What is important is that the Centre for Monitoring Indian Economy (CMIE), which collects employment data on a regular basis, shows that the LFPR and WPR have been falling since 2016, while the unemployment rate has increased. The explanation for why PLFS claims LFPR and WPR are increasing (and unemployment is decreasing) and CMIE data indicates the exact opposite is fairly straightforward: CMIE does not consider “unpaid family labour” as employment at all.
Can trends in work conditions in agriculture be explained?
Between 2012 and 2018, a falling trend was seen in the number of casual wage workers. Over the same period, the number of own-account workers in agriculture increased, who are obviously cultivators. Several explanations can be offered about this divergence between casual wage work and self-employment.
First, erstwhile wage labour, which was landless, is likely to have leased land to cultivate in situ, becoming self-employed. In other words, given that non-farm work, especially in construction in urban or rural areas, was slowing down due to slowing growth after demonetisation and the hurried introduction of the GST, casual labour would have preferred to stay in rural areas and lease land from middle- or large-scale absentee farmers to cultivate. This may have caused a reduction in casual labour and a simultaneous increase in own-account workers (as cultivators).

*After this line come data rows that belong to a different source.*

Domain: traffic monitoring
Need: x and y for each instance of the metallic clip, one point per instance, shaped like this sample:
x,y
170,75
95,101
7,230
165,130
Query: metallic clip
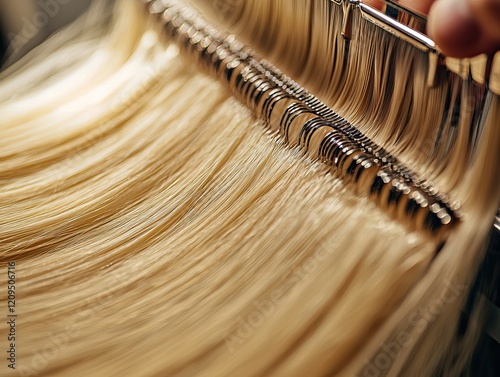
x,y
481,70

Second, self-employment rose as it is likely that young people, who had gotten better educated over the first 15 years of this century, may have been forced to take up agriculture, given that non-farm work was not rising at the pace at which the working-age population rose. Instead of remaining unemployed, they engaged in agriculture, either on the existing family farm or by leasing land from better-endowed farmers
However, we also need to understand why own-account work in agriculture continued to rise in Covid years. When reverse migration began in mid-2020, there was already a large stock of unemployed people in rural areas. We showed elsewhere that the number of unemployed had risen from 10 million in 2011-12 to 30 million by 2019. Again, a majority (perhaps two-thirds, equivalent to the share of rural India’s population) of these 30 million unemployed would be searching for work.
To this stock, was suddenly added the large flow of millions of reverse migrants due to lockdown.While their exact number cannot be assessed accurately, the fact remains that agriculture saw an unprecedented increase in workers of 45 million in 2020, compared to 2019, and another 7 million in 2021.
The result was a dramatic increase in own-account workers and unpaid family workers (working with these own-account cultivators), plus casual wage workers. In other words, rural distress increased sharply as farm wage rates fell.
(The writer is a professorial senior fellow at the Nehru Memorial Museum and Library.)